Every year I seem to find myself in front of the TV on Oscar night. I don’t know why, because I always walk away with the same set of emotions: frustration, and apathy. I like neither of these feelings. Here’s why the Oscars should be canceled:
Hypocritical – can you imagine the Hollywood uproar if Wall Street got together once a year and televised their award ceremony? It just seems a little hypocritical to me. Sometimes we are blind to hypocrisy, but leaders should always be on the lookout to make certain they are consistent in their words and actions.
Smugness – Oscar night is about actors telling other actors how wonderful they are. And they all believe one another. The Oscars are seen as the granddaddy of all award ceremonies precisely because the academy is the only voting body. They have no other feedback mechanism they trust more. Leaders need a variety of feedback sources–those the agree with and those they don’t. Leaders need to hear how well they are doing, but more significant is where they need to change. Criticism is difficult to handle but can be a leaders best friend if they hear with the right ears.

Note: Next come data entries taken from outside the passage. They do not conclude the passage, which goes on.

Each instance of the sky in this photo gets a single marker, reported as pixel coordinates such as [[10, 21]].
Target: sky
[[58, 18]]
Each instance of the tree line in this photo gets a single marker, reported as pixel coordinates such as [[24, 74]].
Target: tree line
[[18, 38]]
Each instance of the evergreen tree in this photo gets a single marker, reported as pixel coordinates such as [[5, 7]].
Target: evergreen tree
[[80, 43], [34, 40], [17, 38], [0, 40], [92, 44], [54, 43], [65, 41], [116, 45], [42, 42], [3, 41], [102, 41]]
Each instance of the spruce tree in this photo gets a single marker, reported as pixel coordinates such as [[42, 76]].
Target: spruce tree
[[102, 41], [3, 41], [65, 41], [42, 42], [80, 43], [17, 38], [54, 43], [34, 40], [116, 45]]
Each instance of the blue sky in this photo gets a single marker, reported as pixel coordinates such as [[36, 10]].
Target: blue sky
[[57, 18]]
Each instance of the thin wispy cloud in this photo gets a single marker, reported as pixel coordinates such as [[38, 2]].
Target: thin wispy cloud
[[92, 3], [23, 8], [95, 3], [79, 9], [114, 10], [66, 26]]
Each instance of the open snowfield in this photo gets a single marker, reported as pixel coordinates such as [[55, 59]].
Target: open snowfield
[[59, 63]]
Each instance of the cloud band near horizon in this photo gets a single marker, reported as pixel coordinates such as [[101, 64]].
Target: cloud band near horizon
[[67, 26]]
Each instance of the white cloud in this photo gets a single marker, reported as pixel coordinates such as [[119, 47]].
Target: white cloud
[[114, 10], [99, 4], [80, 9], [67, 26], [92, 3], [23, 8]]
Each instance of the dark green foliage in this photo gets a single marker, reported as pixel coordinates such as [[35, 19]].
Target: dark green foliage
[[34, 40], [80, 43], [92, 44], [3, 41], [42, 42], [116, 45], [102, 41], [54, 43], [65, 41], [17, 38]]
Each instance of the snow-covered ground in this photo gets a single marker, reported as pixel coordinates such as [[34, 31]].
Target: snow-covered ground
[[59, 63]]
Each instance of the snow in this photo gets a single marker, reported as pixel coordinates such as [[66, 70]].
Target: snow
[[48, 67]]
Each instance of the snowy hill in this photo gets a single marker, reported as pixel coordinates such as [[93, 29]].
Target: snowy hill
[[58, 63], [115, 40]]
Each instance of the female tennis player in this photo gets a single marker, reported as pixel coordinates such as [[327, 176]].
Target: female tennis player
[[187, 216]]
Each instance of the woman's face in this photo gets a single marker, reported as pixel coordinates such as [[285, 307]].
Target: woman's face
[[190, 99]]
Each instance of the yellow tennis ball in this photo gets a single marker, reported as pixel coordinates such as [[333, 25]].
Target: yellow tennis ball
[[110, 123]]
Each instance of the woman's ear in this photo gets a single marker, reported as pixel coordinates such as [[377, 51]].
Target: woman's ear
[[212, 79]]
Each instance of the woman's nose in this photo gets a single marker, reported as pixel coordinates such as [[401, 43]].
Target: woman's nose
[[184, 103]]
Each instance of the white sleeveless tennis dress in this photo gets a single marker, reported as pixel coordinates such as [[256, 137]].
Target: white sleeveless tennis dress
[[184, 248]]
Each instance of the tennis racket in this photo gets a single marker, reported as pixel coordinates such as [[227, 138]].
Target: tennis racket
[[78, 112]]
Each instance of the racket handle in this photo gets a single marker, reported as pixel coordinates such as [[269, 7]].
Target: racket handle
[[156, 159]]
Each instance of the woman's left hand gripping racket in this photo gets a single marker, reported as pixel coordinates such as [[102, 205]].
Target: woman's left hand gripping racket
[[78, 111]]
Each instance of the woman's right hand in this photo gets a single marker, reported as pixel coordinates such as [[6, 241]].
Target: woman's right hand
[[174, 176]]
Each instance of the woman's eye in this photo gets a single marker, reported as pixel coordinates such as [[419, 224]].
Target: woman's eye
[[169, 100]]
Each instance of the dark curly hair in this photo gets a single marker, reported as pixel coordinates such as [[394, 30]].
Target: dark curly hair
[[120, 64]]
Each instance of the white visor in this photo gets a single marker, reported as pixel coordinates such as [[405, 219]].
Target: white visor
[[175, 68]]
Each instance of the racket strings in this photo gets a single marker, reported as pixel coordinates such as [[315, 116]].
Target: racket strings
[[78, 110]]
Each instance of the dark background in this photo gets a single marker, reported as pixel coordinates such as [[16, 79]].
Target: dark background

Arrogance – Hollywood loves to stand at the Oscar podium and rail against political and social issues with the same faith and convictions they slam Christians for having. It’s wrought with arrogance. Arrogant leaders act so not because of confidence but because of insecurity. Arrogant leaders sail without a compass because their only guide is the acceptance of those who congratulate them. That’s poor leadership.
Boring – I don’t know 95% of the people who step up to receive a reward. I haven’t seen them in a movie. I haven’t rooted for them as the hero or against them as the villain. At best they are a name flashed across the screen for less than five seconds. I’m not connected to them. What’s worse, I don’t know any of the names they start rattling off when they win. Again, it’s self-congratulatory, and boring. Boring should be a crime for leaders. Inspire those around you. Encourage them to reach beyond themselves. Invite them into projects bigger than they are. But don’t bore them.
Unending – Why is this show so long? It’s length has become a caricature. They make fun of themselves, but don’t respond. Leaders have to know when to begin, and– just as important–when to end. Leaders have to know when enough is enough and it’s time to move on. The problem is that poor leaders realize about an hour too late–just like the Oscars.
When leaders choose to lead with these traits, the result is frustration and apathy. Those being led will live with silent but tangible frustration of your leadership while becoming apathetic in their own responsibilities. That’s a dangerous place from which to lead.
Incidentally, I love that Hollywood makes movies. I think stories are one of the best ways to lead. We all connect to stories, and within any story we identify with a character. If you want to take your leadership to the next level, start telling stories.
That’s my opinion. What’s yours? How are the Oscars leading well?